Suçiçeği hastalığı ile mücadelede en etkili yöntem aşı uygulamasıdır. Suçiçeği aşısı virüsün hastalık yapma özelliği zayıflatılmış bir versiyonu ile hazırlanır ve bu nedenle canlı aşı kabul edilir. Canlı aşı olması nedeniyle bağışıklık sistemi zayıf kişilerde ve gebelerde suçiçeği aşısı yapılması uygun değildir. Aşı sonrası çocuklarda kısa süreli ve kendi kendini sınırlayan hafif ateş, halsizlik, grip enfeksiyonu benzeri belirtiler ortaya çıkabilir. Suçiçeği aşısı sıklıkla 1 yaş itibariyle uygulanır ve 4-6 yaşta hatırlatıcı doz yapılabilir. Aşı uygulaması belirli koşullar dışında tüm çocuklara önerilir. Ülkemizde de aşı takviminin bir parçası olarak hayatın ilk yılı tamamlandığında rutin olarak uygulanır. Bununla birlikte aşağıdaki durumlarda canlı aşı olan suçiçeği aşısının uygulanması sakıncalı olabileceği için hekim onayı olmadan aşı yapılmamalıdır:
- Daha önce suçiçeği aşısına karşı alerjik reaksiyon geliştirmiş olanlar
- Jelatin veya neomisin antibiyotiğine karşı alerjisi olanlar
- Aşı uygulaması yapılacağı dönemde orta-ağır düzeyde enfeksiyon hastalığı olan kişiler
- Gebeliği olan kadınlarda gebelik sonlanana kadar
- 1 ay içinde gebelik gelişme riski olan kadınlarda gebelik şüphesi kalkana kadar
- HIV enfeksiyonu/AIDS hastalığı olanlar, bağışıklık baskılayıcı tedavi alanlar, kanser hastalığı olanlar, kanser tedavisi alanlar gibi bağışıklık sistemi baskılanmış olan kişiler
- Yakın zamanda kan ürünü ile tedavi görenler
Çocukken aşı olmayan veya hastalığı geçirmeyen yetişkinlerde hastalık daha ağır seyredebildiğinden bağışıklık olmadığının tespit edilmesi halinde aşı uygulanabilir. Suçiçeğine yönelik bağışıklık düzeyi kanda bakılan antikor seviyeleri sayesinde incelenebilir.

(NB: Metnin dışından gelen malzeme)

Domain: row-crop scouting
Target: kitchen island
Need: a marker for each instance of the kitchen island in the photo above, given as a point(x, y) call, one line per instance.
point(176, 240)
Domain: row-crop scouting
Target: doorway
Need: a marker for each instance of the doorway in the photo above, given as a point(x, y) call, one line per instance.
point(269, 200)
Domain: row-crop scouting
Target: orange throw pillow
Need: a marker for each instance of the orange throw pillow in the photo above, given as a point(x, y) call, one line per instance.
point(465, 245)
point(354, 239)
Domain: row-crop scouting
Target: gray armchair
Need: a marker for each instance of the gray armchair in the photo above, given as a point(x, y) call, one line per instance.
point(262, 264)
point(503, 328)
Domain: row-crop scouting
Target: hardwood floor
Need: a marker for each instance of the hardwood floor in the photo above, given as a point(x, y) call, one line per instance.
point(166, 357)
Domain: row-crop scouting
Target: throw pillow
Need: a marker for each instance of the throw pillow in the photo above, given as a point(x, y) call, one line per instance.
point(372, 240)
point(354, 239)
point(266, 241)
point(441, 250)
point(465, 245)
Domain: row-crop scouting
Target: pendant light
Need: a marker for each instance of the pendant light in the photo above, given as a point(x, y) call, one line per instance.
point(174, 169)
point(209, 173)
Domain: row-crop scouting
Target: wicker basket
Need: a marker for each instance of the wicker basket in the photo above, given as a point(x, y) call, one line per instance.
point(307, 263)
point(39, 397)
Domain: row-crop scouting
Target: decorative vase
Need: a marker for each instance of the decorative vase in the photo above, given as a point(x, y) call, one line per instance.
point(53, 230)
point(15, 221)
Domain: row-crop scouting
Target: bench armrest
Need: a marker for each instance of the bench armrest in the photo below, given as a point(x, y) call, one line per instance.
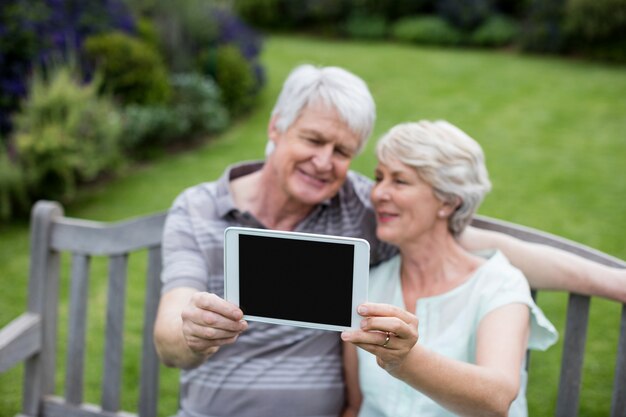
point(19, 340)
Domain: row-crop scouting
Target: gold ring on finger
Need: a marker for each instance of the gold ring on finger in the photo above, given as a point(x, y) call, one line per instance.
point(386, 340)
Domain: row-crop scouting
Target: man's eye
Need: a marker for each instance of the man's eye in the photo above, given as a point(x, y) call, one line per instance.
point(343, 153)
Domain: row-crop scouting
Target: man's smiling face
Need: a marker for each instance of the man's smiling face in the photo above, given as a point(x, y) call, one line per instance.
point(311, 159)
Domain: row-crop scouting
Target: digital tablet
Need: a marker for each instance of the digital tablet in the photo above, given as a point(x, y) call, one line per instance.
point(298, 279)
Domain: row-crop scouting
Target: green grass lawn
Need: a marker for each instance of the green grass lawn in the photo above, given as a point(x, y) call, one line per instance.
point(554, 132)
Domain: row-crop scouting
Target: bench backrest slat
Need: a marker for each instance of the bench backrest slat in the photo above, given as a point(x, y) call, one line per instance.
point(77, 329)
point(148, 399)
point(618, 402)
point(116, 298)
point(573, 354)
point(97, 238)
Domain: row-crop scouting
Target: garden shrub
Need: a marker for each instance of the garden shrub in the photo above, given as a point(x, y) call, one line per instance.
point(464, 14)
point(542, 27)
point(365, 26)
point(431, 30)
point(193, 33)
point(267, 14)
point(195, 110)
point(235, 78)
point(597, 28)
point(197, 100)
point(65, 133)
point(32, 31)
point(148, 128)
point(132, 70)
point(13, 197)
point(497, 30)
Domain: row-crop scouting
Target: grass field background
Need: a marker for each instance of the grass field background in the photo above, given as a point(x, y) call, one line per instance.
point(553, 130)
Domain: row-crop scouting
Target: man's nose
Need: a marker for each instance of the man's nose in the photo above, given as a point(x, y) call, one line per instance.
point(323, 158)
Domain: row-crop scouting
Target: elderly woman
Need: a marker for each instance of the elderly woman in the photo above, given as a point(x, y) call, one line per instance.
point(445, 331)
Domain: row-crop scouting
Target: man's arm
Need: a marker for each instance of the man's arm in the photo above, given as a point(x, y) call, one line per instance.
point(191, 326)
point(550, 268)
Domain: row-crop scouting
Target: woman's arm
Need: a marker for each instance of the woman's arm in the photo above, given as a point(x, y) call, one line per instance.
point(550, 268)
point(482, 389)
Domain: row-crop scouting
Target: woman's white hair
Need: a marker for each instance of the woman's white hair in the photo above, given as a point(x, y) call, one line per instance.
point(333, 87)
point(446, 158)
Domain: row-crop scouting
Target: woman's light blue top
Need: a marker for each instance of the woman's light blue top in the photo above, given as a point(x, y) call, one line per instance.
point(447, 324)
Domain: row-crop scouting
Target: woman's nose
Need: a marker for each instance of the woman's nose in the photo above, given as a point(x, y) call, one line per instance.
point(379, 192)
point(323, 157)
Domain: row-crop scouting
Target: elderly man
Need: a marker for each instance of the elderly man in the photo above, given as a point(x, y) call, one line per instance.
point(321, 121)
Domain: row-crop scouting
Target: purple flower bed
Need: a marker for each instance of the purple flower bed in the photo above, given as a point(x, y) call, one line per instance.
point(35, 32)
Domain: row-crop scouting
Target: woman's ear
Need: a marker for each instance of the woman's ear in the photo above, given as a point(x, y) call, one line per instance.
point(449, 207)
point(272, 131)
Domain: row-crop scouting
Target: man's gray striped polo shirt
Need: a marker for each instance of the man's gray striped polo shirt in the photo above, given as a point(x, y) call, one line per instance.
point(271, 370)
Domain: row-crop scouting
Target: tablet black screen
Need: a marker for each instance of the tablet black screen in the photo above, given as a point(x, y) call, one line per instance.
point(295, 279)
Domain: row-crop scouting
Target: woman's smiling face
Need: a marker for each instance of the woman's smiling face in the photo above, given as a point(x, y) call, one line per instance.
point(406, 206)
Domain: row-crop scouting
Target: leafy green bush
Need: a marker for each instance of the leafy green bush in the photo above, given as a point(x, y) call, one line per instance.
point(236, 79)
point(195, 110)
point(542, 28)
point(31, 31)
point(65, 133)
point(426, 30)
point(365, 26)
point(464, 14)
point(132, 70)
point(13, 198)
point(262, 13)
point(497, 30)
point(197, 100)
point(597, 28)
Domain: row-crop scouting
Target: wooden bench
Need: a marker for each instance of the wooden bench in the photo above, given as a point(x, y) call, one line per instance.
point(32, 337)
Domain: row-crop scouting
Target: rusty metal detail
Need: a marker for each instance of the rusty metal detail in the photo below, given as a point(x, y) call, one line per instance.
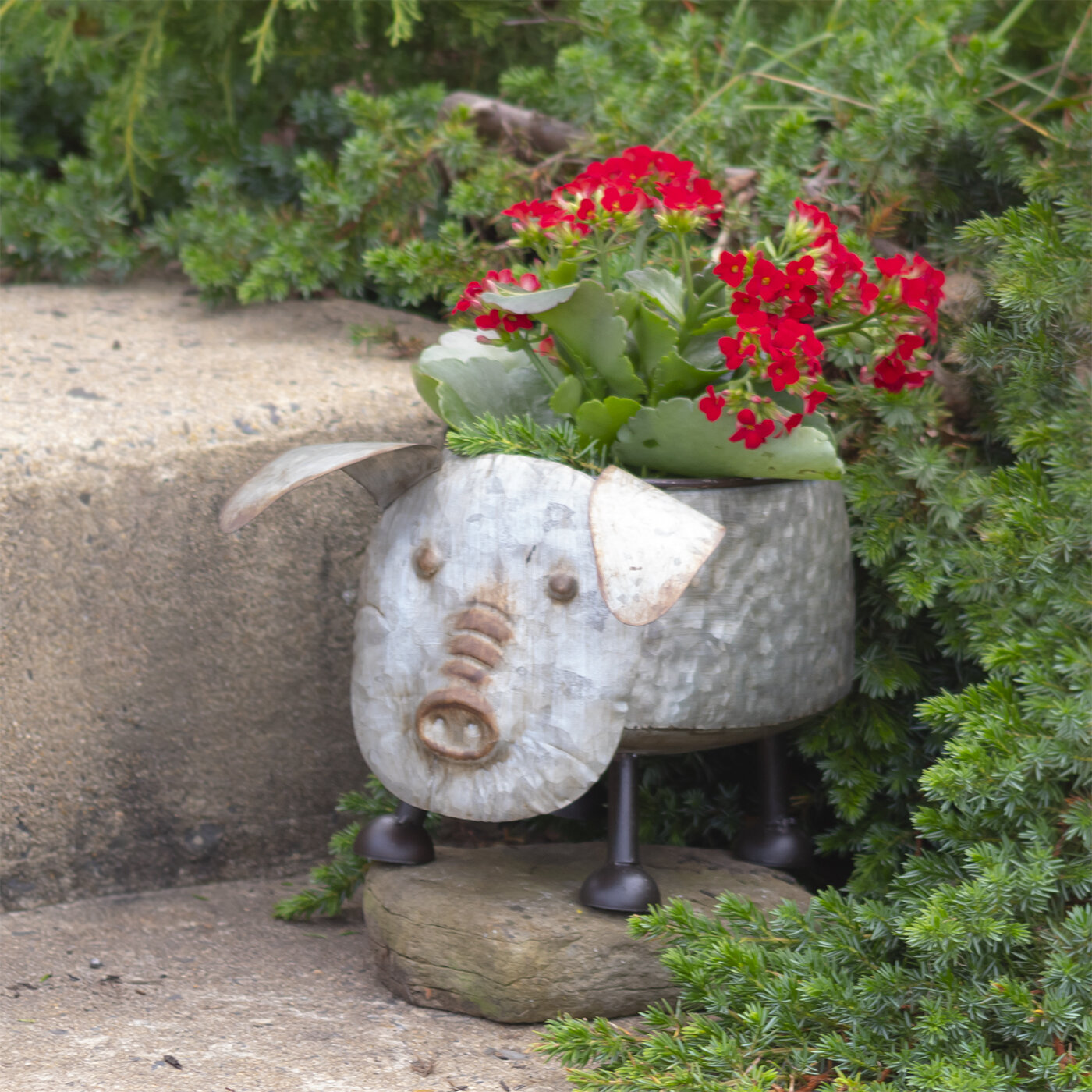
point(697, 619)
point(426, 562)
point(456, 724)
point(647, 545)
point(385, 470)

Suçiçeği Nedir? Hakkında Sık Sorulan Sorular
Suçiçeği hastalığı, sıklıkla çocukluk çağında görülen, varicella-zoster virüsü (VZV) tarafından meydana gelen ve ciltte yaygın döküntü ile tanınan bir virüs enfeksiyonudur.
Suçiçeği hastalığı ile mücadelede en etkili yöntem aşı uygulamasıdır.
Suçiçeği aşısı sıklıkla 1 yaş itibariyle uygulanır ve 4-6 yaşta hatırlatıcı doz yapılabilir.